Dördüncü olarak konu ile ilgili başka bir teori sahibi olan Prof. Eisenmann’a göre; sadece yasaların koyduğu sınırlar kabul edilecek olursa, takdir yetkisinin alanı
çok genişleyecektir. Böylece idare birçok alanda yargı denetimi dışında kalabilecektir. Bu nedenle içtihatların yasaların bıraktığı boşlukları dolduracağını kabul etmek gerekmektedir. Kısaca bu görüşe göre, yargı denetimi sırasında mevcut yasalarla, yargı içtihatlarının yarattığı hukuki ilişki göz önünde tutulmakla kalınmayıp, o anda verilen kararın takdir yetkisini sınırlayan bir kural olduğu da kabul edilmesi gerekmektedir. Ancak bu görüş aşırıya kaçarak, yasaların hiçe sayılma sonucunu doğurabileceğinden, yani takdir yetkisinin dayanağının yalnızca idari yargı organları ve onların verdiği kararlar olduğunun kabulüne götüreceğinden dolayı eleştiri almaktadır (Onar,1966, 428).
Beşinci olarak yine objektif görüş sahiplerinden bir diğeri olan Venezia, takdir yetkisini objektif bir gerçek olarak kabul etmektedir. O’na göre, idari faaliyetler bir girişimdir ve aslında yönetilenler de bu girişimin içinde düşünülmelidir. Yönetilenin bu katılımı sona erdiğinde idare ile iradeleri karşı karşıya gelecek ve arada mevcut eşitsizliğin giderilmesi amacıyla yargı denetimi yapılacaktır. Böylelikle Venezia, takdir yetkisinin kaynağını idari faaliyetin bir girişimi olmasında aramaktadır. O’na göre idari yargı organı, yönetilenlerin bir hak ve özgürlüğüyle idarenin çatışması halinde araya girecek ve takdir yetkisinin alanını sınırlayacaktır. Ancak görüleceği gibi bu görüş yasama işlemlerine hiç değer vermemekte ve takdir yetkisini tamamen idari yargı denetiminin alanına bırakmaktadır.
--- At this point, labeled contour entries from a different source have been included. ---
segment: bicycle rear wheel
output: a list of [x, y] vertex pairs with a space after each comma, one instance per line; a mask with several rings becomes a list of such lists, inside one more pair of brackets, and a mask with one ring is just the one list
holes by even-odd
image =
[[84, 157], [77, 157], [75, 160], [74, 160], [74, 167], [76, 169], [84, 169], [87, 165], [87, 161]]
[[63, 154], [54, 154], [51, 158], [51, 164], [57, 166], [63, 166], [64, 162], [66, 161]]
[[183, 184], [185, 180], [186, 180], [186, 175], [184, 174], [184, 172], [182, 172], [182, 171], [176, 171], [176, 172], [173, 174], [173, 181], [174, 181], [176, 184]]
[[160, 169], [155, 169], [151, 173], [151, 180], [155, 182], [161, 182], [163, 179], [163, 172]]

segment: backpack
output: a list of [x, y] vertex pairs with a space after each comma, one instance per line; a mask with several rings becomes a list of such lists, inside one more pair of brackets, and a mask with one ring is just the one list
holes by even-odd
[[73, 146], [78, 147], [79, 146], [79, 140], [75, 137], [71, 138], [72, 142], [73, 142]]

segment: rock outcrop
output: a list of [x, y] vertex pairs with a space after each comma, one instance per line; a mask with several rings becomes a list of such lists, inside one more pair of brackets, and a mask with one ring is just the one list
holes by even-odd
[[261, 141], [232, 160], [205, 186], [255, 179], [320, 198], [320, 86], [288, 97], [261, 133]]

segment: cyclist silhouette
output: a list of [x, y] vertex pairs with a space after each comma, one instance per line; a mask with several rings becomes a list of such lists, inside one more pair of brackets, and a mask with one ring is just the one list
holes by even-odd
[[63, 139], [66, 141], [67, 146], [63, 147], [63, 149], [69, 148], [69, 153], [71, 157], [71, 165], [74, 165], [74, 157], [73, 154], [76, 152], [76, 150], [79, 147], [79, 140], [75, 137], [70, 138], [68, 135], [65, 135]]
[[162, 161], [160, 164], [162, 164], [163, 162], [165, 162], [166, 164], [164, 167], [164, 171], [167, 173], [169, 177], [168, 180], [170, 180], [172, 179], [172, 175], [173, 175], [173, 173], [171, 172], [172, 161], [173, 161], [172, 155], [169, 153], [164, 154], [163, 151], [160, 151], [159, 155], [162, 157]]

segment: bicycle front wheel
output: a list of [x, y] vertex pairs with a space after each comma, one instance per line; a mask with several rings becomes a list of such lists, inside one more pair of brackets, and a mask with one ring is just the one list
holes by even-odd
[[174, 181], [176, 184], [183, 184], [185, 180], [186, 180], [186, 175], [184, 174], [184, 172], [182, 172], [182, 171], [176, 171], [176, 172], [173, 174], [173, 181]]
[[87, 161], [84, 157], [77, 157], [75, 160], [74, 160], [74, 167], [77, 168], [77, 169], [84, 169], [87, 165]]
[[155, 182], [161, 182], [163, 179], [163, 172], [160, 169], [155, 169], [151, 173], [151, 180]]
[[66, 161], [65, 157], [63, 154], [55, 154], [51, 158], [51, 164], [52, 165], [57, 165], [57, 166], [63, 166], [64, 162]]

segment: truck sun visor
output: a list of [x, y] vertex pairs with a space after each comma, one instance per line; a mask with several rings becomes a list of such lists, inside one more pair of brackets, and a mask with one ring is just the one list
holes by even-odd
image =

Altıncı olarak takdir yetkisini sübjektif yönüyle açıklayan Haurioui ise takdir yetkisini idarenin tüzel kişiliğinden hareketle açıklamaktadır. Bu görüşe göre, hukuk kuralları ancak idari faaliyet sahasının, başka bir deyişle, hareket serbestîsinin sınırlarını tayin ve tespit ederler. Yetkililer ise bu sınırı aşmamak koşulu ile diledikleri gibi hareket edebilirler. İşte bu hareket serbestîsi takdir yetkisi olarak nitelendirilmektedir. Hauriou, idareye tanınan ve durumun koşullarına uyabilmek zorunluluğunu karşılayan bu takdir yetkisini özel hukuk ilkelerine göre açıklamaktadır. Açıklanan sübjektif teori objektif teorilerin aksine, hak sahibini dikkate alarak takdir hakkını şahsın sübjektif bir hakkı olarak belirtmektedir. Hauriou’nun takdir yetkisi teorisini savunanlar, idarenin iç faaliyetleri ve maksadı, objektif hukuk kurallarıyla sınırlandırıldıkça, takdir yetkisinin de sınırlılığı ve hatta önceden mevcut olan takdiri işlemlerin mahiyet ve içerikleri açısından hiçbir hukuk
kuralına ve dolayısıyla yargı denetimine tabi olmayan bir takım idari işlemlerin ortadan kalktığını ileri sürmektedirler (Onar,1966, 429).